Test failures starting 22 September due to network timeouts

tam7t commented 3 years ago

What happened:

On our around 22 September we started seeing CI failures in prow:

Example log from error:

Step 4/8 : RUN apk add --no-cache curl &&     curl -LO https://storage.googleapis.com/kubernetes-release/release/${KUBE_VERSION}/bin/linux/${ARCH}/kubectl &&     chmod +x kubectl
 ---> Running in d7e388707d87
fetch https://dl-cdn.alpinelinux.org/alpine/v3.14/main/x86_64/APKINDEX.tar.gz
{"component":"entrypoint","file":"prow/entrypoint/run.go:165","func":"k8s.io/test-infra/prow/entrypoint.Options.ExecuteProcess","level":"error","msg":"Process did not finish before 25m0s timeout","severity":"error","time":"2021-09-23T21:50:51Z"}

Ref run: https://storage.googleapis.com/kubernetes-jenkins/pr-logs/pull/kubernetes-sigs_secrets-s[…]e-csi-driver-image-scan/1441072726373568512/build-log.txt

What you expected to happen:

Successful builds.

How to reproduce it (as minimally and precisely as possible):

This happens consistently on all of our builds.
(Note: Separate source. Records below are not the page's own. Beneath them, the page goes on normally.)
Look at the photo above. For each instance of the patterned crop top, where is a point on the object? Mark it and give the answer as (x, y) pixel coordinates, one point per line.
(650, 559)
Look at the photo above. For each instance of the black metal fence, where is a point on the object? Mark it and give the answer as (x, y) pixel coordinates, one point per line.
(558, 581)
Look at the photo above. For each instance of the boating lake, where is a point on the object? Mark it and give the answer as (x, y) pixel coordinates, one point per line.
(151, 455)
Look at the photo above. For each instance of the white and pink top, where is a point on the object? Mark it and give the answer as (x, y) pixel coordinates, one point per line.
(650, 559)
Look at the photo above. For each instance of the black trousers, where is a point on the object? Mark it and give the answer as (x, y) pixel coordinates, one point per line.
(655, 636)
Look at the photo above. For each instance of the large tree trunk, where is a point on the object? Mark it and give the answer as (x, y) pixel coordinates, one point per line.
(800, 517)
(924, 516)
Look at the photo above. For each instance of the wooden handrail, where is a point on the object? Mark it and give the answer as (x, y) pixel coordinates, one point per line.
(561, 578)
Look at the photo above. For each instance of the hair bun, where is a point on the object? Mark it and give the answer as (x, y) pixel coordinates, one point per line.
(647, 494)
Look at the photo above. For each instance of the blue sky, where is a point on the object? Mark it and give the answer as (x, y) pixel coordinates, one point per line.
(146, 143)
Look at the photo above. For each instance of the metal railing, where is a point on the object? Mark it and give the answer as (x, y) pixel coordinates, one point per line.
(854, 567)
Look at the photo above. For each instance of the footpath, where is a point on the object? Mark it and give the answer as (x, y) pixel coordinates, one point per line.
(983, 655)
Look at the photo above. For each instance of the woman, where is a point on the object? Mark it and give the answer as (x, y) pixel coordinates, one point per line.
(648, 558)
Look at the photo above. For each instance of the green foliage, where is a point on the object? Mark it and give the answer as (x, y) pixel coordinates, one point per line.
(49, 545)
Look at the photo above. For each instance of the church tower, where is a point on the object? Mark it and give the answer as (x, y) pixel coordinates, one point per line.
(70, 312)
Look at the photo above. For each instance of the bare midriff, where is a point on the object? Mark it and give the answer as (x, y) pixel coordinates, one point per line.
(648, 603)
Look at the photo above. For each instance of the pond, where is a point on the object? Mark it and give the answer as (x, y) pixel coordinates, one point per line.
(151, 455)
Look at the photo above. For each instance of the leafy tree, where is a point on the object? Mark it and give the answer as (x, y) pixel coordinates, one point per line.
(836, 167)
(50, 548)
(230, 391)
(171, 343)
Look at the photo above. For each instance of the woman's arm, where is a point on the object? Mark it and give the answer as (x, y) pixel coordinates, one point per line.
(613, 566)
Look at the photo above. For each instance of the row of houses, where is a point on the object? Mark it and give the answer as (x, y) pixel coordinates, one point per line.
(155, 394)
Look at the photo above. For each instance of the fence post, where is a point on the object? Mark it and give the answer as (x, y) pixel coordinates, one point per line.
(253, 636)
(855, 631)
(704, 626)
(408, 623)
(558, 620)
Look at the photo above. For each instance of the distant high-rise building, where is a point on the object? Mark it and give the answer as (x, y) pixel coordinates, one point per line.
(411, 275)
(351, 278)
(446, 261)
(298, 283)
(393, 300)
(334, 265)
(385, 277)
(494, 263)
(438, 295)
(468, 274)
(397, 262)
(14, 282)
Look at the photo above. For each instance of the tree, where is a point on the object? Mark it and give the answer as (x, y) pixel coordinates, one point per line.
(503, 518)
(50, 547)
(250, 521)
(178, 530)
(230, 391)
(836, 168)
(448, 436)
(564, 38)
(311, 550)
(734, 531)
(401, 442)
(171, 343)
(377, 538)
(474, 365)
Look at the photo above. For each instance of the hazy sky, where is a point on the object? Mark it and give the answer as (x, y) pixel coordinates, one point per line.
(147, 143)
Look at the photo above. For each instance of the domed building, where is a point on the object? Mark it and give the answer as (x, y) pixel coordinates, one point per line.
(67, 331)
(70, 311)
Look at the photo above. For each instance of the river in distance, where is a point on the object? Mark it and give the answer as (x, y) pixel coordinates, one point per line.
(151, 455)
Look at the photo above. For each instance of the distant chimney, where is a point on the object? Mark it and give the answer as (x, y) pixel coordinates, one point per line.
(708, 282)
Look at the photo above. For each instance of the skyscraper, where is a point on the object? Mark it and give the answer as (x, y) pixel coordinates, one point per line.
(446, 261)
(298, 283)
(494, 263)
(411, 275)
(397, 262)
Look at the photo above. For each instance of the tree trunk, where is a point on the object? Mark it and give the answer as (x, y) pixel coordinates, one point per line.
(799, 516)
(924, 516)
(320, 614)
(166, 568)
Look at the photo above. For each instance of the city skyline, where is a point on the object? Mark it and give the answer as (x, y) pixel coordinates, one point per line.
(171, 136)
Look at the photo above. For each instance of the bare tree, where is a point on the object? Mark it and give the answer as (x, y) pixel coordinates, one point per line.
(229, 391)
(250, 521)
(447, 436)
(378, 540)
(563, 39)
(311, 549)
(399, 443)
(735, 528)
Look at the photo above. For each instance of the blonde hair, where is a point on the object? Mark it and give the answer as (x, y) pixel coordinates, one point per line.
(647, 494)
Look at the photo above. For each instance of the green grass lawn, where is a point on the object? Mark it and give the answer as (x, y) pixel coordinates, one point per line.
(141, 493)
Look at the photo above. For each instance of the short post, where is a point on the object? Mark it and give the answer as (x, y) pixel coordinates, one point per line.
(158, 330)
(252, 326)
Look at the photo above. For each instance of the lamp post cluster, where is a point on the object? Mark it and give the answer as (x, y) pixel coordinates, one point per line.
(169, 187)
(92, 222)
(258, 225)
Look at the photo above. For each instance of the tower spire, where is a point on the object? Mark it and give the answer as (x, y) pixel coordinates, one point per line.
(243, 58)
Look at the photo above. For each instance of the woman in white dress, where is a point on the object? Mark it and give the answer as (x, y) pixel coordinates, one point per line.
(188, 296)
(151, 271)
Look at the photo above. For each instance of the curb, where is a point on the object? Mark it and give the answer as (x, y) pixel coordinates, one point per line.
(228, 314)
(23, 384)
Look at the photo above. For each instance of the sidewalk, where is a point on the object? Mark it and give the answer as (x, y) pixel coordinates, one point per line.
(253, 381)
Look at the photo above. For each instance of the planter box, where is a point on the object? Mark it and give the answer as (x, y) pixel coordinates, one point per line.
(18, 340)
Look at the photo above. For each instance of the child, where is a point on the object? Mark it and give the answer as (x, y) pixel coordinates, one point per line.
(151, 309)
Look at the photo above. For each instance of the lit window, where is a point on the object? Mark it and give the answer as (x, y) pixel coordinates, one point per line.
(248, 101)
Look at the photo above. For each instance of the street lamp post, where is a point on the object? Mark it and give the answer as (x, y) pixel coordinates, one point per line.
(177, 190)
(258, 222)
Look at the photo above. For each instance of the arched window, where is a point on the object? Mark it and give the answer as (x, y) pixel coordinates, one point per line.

We've tried reverting commits in PRs and cannot find anything related to the test case that would cause this. The same tests running on the k8s-infra-prow-build cluster succeed.

We have also seen it fail on apt:

  Connection timed out [IP: 151.101.194.132 80]
[91mE: Failed to fetch http://deb.debian.org/debian/pool/main/u/util-linux/libblkid1_2.36.1-8_amd64.deb  Connection timed out [IP: 199.232.126.132 80]
E: Failed to fetch http://security.debian.org/debian-security/pool/updates/main/o/openssl/libssl1.1_1.1.1k-1%2bdeb11u1_amd64.deb  Connection timed out [IP: 151.101.2.132 80]
E: Failed to fetch http://security.debian.org/debian-security/pool/updates/main/o/openssl/openssl_1.1.1k-1%2bdeb11u1_amd64.deb  Connection timed out [IP: 151.101.194.132 80]
E: Unable to fetch some archives, maybe run apt-get update or try with --fix-missing?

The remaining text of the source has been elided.